Prices were the most important factor impacting the fertilizer industry during 2024-25. In fact, according to Josh Linville, Vice President of Fertilizer at StoneX, the average costs for growers to afford to apply most fertilizer types during this timeframe was mind-boggling.
“In 2023, it cost growers 55 bushels of corn to apply one ton of urea,” said Linville, speaking at the 2025 Agricultural Retailers Association (ARA) meeting in early December. “One year later, that same one ton of urea cost the equivalent of 155 bushels of corn.”
Despite this fact, the overall market performance for the fertilizer category during 2025 didn’t suffer much in terms of revenues. According to data collected in the 2025 CropLife 100 survey, the fertilizer category saw its overall revenues remain relatively flat for the year. Sales for 2025 came in at $19.9 billion — the identical sales figure that the category recorded the year before. In addition, the category was able to hold onto its overall market share among the nation’s top ag retailers vs. all the other crop inputs and services categories at 46%.
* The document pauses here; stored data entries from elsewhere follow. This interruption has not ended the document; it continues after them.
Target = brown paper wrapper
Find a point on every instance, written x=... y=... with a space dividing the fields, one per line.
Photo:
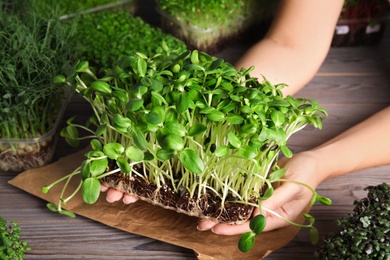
x=145 y=219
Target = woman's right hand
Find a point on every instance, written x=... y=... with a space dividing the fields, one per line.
x=115 y=195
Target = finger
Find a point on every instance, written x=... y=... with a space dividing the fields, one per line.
x=205 y=224
x=103 y=188
x=230 y=230
x=113 y=195
x=128 y=199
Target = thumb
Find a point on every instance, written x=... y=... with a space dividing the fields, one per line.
x=282 y=204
Part of the reason for this, said Linville, is the fact that fertilizer prices have moderated significantly from their 2024 highs. “Today, for a grower to apply one ton of urea, it is costing them 75 bushels of corn,” he said. “That’s much closer to the traditional average than it has been.”
Tariffs Relief
In terms of tariffs, fertilizer market watchers have been very concerned that these could negatively impact the overall industry. As Linville pointed out, the majority of urea comes into the U.S. from Russia. For other key macronutrients, major suppliers are Canada (potash) and China (phosphates). In recent months, all three of these countries have been targeted by the Trump Administration with reciprocal tariffs.
During this entire time, key agricultural trade associations such as the American Soybean Association have lobbied the administration to exempt critical fertilizers from these tariff costs. And in mid-November, President Donald Trump signed Executive Order 14257. This amended the Hammond Tariff Schedule of the U.S. to add diammonia and monoammonia phosphates (DAP and MAP) as well as potash to the annex of products not subject to tariff duties.
The ag industry responded to this news with thanks. “These designations are a major step forward for American agriculture and supply chain resilience,” said ARA President and CEO Daren Coppock in a statement. “Potash and phosphate are essential crop nutrients that support food production across the country. Recognizing their critical importance will help strengthen domestic production and encourage investment.”
Corey Rosenbusch, President and CEO at The Fertilizer Institute, says: “The fertilizer market is highly competitive and characterized by a complex web of global supply and demand factors. While the U.S. has domestic fertilizer manufacturing and production, it is a net fertilizer importer and relies on both domestic production and imports during busy spring planting and fall application periods.”